WWWLIB Parser, is there going to be any update on it? from Markku Savela on 1996-08-14 (www-lib@w3.org from July to September 1996)

From: Markku Savela <msa@msa.tte.vtt.fi>
Date: Wed, 14 Aug 1996 11:09:37 +0300 (EET DST)
To: www-lib@w3.org
cc: msa@msa.tte.vtt.fi
Message-Id: <199608140809.LAA18939@msa.tte.vtt.fi>
I have talked about this issue earlier, but couldn't find my message
concerning it from the archives (someone deleted it?)

I think the "SGML.c" in the library attempts to be too clever and
trips over.
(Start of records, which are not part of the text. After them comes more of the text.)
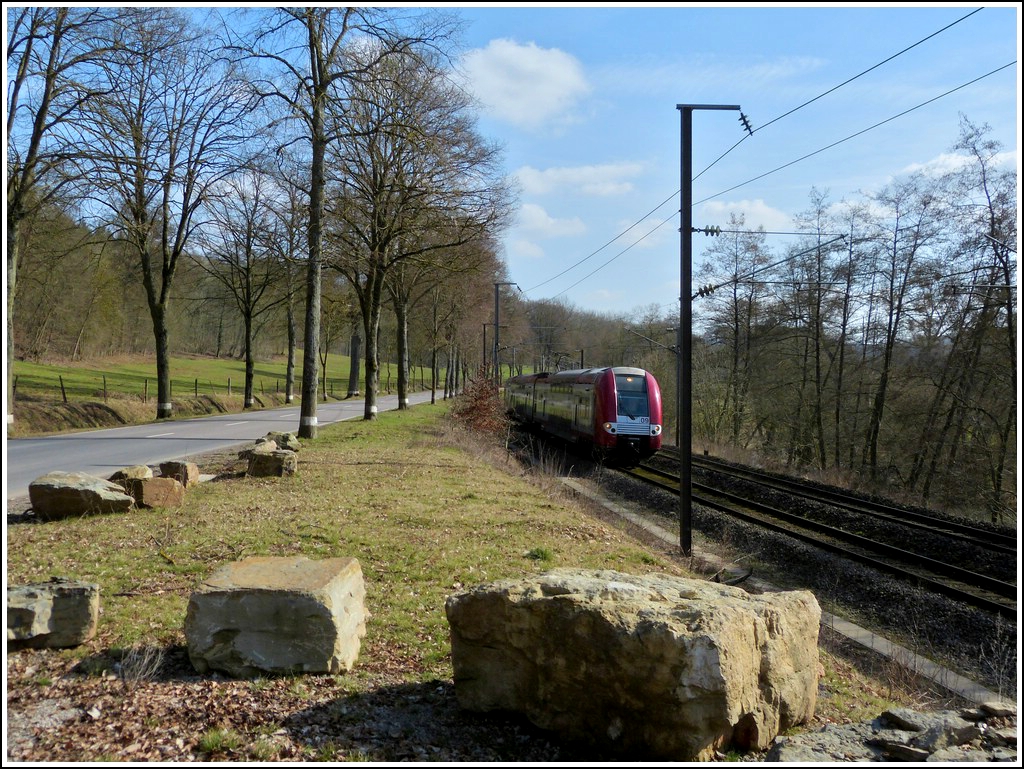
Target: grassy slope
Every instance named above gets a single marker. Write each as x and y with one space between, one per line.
423 506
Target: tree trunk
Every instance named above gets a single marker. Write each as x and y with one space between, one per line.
401 318
355 351
310 353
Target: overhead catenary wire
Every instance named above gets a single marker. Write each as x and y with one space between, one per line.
760 128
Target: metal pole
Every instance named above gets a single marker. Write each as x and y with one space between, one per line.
497 362
684 371
498 370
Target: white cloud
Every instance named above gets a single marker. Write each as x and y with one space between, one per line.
650 233
525 249
601 180
701 74
949 163
525 85
535 219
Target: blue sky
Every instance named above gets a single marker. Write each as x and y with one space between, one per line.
584 101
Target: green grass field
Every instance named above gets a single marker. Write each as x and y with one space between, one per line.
190 377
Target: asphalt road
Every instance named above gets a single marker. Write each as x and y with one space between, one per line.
101 453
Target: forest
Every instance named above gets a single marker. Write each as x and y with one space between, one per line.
308 181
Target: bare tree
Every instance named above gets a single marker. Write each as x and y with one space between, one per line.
238 251
50 53
415 182
309 52
161 136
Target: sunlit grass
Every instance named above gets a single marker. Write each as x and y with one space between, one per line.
423 515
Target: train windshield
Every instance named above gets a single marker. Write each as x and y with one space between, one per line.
632 395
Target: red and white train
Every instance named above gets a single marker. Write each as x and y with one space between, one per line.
614 412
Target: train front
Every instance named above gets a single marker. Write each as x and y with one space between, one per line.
631 406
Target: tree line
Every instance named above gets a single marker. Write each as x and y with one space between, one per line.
311 180
291 158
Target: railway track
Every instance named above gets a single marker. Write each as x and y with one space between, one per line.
927 553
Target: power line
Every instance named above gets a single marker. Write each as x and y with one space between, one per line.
858 133
832 90
750 133
595 253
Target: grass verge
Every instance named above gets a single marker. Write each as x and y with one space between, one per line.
426 508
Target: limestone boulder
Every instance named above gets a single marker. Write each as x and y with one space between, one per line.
262 445
53 614
278 615
186 473
159 492
61 495
135 471
276 463
651 667
285 440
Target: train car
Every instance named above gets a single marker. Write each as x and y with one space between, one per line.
613 412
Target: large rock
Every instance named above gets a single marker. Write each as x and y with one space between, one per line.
653 667
186 473
156 492
284 440
983 734
134 471
53 614
276 463
278 615
61 495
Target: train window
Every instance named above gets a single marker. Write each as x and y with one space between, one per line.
632 395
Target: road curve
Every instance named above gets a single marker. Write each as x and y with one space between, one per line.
101 453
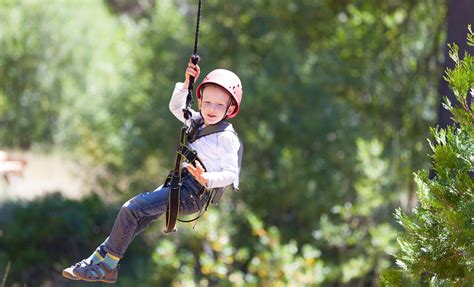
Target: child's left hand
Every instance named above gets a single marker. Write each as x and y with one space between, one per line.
198 173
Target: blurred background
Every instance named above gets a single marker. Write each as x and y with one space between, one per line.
338 100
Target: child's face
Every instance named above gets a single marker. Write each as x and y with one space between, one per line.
214 103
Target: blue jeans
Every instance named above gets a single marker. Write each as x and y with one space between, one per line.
137 213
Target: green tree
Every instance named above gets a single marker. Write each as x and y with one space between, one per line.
436 248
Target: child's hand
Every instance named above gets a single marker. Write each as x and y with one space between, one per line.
198 173
191 71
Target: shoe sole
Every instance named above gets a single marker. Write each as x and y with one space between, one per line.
91 280
69 274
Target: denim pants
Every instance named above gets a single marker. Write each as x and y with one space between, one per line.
137 213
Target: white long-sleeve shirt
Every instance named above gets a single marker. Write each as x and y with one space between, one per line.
218 151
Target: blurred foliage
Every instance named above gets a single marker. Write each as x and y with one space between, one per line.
436 248
42 237
338 98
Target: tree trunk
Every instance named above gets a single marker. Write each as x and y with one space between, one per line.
460 14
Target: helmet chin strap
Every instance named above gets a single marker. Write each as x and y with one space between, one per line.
223 118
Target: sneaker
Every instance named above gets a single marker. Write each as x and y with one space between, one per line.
99 272
69 272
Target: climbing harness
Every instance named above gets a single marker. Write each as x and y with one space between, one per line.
231 83
185 152
174 178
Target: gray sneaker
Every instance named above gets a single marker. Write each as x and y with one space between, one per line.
69 272
99 272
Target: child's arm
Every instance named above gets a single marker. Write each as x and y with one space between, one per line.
178 99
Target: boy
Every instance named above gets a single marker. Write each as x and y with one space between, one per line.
218 96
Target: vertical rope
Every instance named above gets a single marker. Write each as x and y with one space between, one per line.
194 60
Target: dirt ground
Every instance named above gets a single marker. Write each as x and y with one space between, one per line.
43 173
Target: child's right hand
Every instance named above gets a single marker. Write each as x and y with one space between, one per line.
191 71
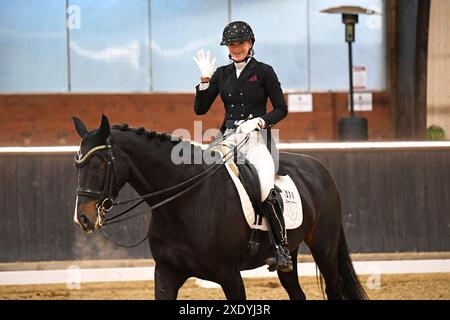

The control tables (HTMLPDTD.*) are not really sufficient
for full SGML parsing and SGML.c parser should not try to be such.

My suggestion is, that SGML.c should be stripped into simple
"SGML-tokenizer". It would produce technically the same output as it
does now (structured stream with elements, content and entities), but
it should not attempt any "fixing" or "checking" of the HTML.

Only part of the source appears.